[WASHINGTON] The International Monetary Fund said on Tuesday that Greece's EU creditors will have to go "far beyond" their existing estimates for debt relief to stabilize the country's finances.
The EU needs to decide between a dramatic extension of grace and payment periods for the debt, direct cash payments to the government to finance its deficit, or a debt "haircut", or writedown, the IMF said.
The Fund also warned that given "considerable" downside risks to the country's economic situation, Greece could need more than the 85 billion euros (S$127.4 billion) tentatively agreed on Monday for the country's third bailout.
In an updated study of the country's situation - which was provide to EU leaders during negotiations over the weekend - the IMF said Greece's debt burden over the next decade will be much higher than it estimated just two weeks ago, before the country shut down its banks and instituted capital controls in a showdown with its EU creditors.
For example, the new projections said the debt level would rise to almost 200 percent of GDP next year, compared to 177 per cent in the previous estimate, in part due to the economy enduring another year of recession in 2015.

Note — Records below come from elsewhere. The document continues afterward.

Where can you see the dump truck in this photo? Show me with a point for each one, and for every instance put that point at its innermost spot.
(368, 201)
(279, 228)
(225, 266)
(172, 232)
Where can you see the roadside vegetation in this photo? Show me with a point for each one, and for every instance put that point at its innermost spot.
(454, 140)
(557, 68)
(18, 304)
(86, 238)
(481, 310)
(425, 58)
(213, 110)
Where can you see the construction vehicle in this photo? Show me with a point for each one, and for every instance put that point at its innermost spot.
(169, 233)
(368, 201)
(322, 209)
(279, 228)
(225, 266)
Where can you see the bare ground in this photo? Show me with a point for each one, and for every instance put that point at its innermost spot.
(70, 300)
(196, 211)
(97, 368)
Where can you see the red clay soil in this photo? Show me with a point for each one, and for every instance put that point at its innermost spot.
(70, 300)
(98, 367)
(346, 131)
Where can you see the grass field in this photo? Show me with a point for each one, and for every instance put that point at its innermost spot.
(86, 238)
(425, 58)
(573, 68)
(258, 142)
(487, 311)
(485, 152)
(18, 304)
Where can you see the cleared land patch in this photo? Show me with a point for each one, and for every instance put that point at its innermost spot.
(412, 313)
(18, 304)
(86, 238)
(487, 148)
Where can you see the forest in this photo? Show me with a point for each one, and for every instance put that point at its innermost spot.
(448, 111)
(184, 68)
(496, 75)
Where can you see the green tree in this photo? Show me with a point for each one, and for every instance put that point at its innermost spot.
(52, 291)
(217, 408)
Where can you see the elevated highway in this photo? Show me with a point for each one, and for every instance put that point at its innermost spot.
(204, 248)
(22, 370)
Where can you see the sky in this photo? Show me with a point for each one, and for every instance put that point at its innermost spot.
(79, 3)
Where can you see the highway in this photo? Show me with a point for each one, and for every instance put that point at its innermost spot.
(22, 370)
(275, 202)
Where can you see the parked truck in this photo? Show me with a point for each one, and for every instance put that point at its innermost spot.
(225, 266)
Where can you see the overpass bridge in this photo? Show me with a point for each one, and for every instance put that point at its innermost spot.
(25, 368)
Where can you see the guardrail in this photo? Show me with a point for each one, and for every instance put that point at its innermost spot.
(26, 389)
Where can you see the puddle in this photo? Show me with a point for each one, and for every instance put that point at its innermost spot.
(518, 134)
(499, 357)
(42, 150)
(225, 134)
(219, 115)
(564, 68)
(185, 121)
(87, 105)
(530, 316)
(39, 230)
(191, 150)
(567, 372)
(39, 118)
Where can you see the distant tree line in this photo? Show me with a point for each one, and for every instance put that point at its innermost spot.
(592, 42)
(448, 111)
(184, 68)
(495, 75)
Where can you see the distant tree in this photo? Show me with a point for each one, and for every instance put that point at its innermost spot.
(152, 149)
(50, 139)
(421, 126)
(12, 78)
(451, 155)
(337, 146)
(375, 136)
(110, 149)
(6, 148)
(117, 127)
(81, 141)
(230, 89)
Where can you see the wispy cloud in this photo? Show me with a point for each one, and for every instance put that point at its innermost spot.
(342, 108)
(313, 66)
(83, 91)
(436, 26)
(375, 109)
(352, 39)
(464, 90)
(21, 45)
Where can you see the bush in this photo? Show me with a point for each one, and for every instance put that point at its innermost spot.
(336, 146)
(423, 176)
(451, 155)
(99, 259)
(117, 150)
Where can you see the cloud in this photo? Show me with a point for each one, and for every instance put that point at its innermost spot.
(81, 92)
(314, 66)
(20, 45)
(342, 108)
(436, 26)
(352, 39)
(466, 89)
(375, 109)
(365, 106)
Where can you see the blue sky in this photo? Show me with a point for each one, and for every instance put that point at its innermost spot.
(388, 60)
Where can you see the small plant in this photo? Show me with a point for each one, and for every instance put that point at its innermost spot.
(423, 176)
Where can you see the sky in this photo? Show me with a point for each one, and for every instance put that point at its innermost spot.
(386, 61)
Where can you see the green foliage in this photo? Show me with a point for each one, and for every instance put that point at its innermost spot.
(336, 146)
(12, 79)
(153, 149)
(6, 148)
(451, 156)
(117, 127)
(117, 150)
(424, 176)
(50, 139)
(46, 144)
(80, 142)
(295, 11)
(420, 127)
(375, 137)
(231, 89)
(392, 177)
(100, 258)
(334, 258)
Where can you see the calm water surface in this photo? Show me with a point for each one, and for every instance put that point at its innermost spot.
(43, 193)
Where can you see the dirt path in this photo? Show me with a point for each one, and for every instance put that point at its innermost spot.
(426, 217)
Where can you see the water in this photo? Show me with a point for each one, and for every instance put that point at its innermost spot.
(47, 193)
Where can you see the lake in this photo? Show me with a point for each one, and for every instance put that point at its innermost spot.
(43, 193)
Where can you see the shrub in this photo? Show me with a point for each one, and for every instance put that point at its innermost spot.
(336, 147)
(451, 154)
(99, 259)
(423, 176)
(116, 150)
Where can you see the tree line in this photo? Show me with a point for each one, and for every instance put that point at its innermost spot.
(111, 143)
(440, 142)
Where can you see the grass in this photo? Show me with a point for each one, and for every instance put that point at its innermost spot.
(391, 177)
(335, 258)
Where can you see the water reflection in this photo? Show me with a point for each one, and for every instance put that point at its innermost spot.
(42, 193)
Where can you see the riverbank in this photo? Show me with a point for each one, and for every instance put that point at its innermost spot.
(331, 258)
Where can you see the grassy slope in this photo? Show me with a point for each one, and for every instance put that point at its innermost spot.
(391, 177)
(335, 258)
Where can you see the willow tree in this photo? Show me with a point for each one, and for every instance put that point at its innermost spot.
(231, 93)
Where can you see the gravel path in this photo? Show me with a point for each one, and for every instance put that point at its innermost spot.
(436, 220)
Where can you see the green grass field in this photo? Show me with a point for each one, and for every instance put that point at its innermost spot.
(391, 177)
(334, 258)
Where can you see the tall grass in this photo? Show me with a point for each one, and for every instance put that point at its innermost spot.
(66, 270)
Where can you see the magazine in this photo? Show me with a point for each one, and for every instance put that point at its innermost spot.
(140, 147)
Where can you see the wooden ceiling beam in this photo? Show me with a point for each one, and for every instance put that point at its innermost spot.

For 2022, the ratio would still be a huge 170 per cent, instead of 142 per cent in the previous estimate.
Given that profile, in addition to more financial aid for the government, the IMF said the country needs a large level of debt relief.
"The dramatic deterioration in debt sustainability points to the need for debt relief on a scale that would need to go well beyond what has been under consideration to date," the new study said.
"We are reiterating our policy conclusions ... that Greece's debt is unsustainable and will require a significant debt operation," a senior IMF official said of the paper.
It said that if a debt re-profiling is chosen, it will require an extension of the grace period on debt payments of 30 years.
"Other options include explicit annual transfers to the Greek budget or deep upfront haircuts. The choice between the various options is for Greece and its European partners to decide," it said.